Les mesures judiciaires ne sont pas tant justifiées par la gravité des épisodes singuliers que par leur réitération, retenue cohérente avec un cadre théorique que les procureurs identifient dans les tracts distribués aux piquets et des textes publiés dans la revue invece et sur ce blog (voir ici, ndt).

Mais venons en au fond : “l’effet de la multiplication d’ actions d’opposition concertés a été, substantiellement, de priver d’autorité et de force exécutives les décisions judiciaires […], avec l’intention d’empêcher, dans un contexte d’intimidation programmée, aujourd’hui et dans le futur, l’exécution des décisions de justice.”

Ce qui est touché, donc, est la volonté de satisfaire immédiatement un besoin comme celui d’avoir un toit au-dessus de la tête sans le mendier, sans attendre de meilleures politiques de logement par la mairie.

A Porta Palazzo et Barriera, pendant plus d’un an, les sfratti qui rencontraient une resistance n’etaient pas executés.
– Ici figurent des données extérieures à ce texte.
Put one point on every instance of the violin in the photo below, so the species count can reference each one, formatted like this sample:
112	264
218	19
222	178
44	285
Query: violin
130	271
On a parlé d’un moratoire de fait.

C’est justement cela qui est resté au travers de la gorge des propriétaires et des politiciens de tous bords habitués à recevoir demandes et révérences. Au contraire, ces seigneurs se sont vus arracher des mains renvois sur revois, obtenus sans aucun type de médiation.

Qu’est-ce qui distingue un moratoire comme celui là d’une concession de l’administration publique ? La seconde sert à adoucir le bâton et à tempérer les cœurs, confirmant les hiérarchie existantes. La première en revanche cherche à s’étendre et à se généraliser afin d’éliminer ces hiérarchies, en se rencontrant de manière différente, en étant dans la rue, en s’organisant.

Ce n’est pas pour rien que Davide Gariglio, peu d’heures après les arrestations, s’est dit satisfait de l’opération de la police, pour répondre à la situation d’illégalité diffuse qui s’était créée dans ces rues. Et ce n’est pas un hasard si c’est un des porte-voix du Parti démocratique (PS italien, ndt) qui parle. Le parti au pouvoir en ville, le parti du “plan maison”, le parti des banques et des sfratti, le parti avec le plus de dégradations de permanences ces derniers mois.